Although the two groups are clearly distinct from a human point of view, we will show that distances computed on pixel values (i.e. treating an image as vector storing the multiple RGB pixel values) does do not enable such distinction.

**(a)** Compute a matrix of pairwise Euclidean distances between images (images are resized to 100 x 100 for this task).

In [None]:
resizedimages = [numpy.array(img.resize((100,100))).flatten() for img in images]

# ------------------------------------
# TODO: Replace by your code
# ------------------------------------
import solutions
D = solutions.task3a(resizedimages)
# ------------------------------------

The distance matrix can then be displayed using `matplotlib`.

In [None]:
plt.imshow(D)
plt.colorbar()

We cannot see clear similarities (low distances) within each image group. This suggests that the pixel representation does not encode well the concepts we are interested in.

To address this limitation, we consider a state-of-the-art neural network called `densenet161` and available pretrained in the `torchvision` libary. This neural network is composed of a feature extractor and a classification head. The feature extractor transforms image data (given as a `torch` tensor) into a tensor of activations where concepts are easier to predict.

**(b)** Compute the distance matrix between the images represented at the output of the densenet features extractor.

*Hints: (1) The input images need to be converted to a torch tensor and the normalized using the function provided below before being fed to the neural network. (2) Note that the tensor at the output of the network can vary in shape due to the varying size of the input images.

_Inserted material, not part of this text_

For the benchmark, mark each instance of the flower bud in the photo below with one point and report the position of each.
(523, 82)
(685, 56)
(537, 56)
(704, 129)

This can be addressed by applying the mean operation over the two dimensions representing the horizontal and vertical components.*

In [None]:
model = torchvision.models.densenet161(pretrained=True).features
model.eval();

def normalize(x):
    x = x - torch.Tensor([0.485, 0.456, 0.406]).reshape(1,-1,1,1)
    x = x / torch.Tensor([0.229, 0.224, 0.225]).reshape(1,-1,1,1)
    return x

# ------------------------------------
# TODO: Replace by your code
# ------------------------------------
import solutions
D = solutions.task3b(images,model,normalize)
# ------------------------------------

plt.imshow(D)
plt.colorbar()

We observe that distances now form a block structure, where the first 5 images are clearly mutually similar, and similarly for the last 5 images.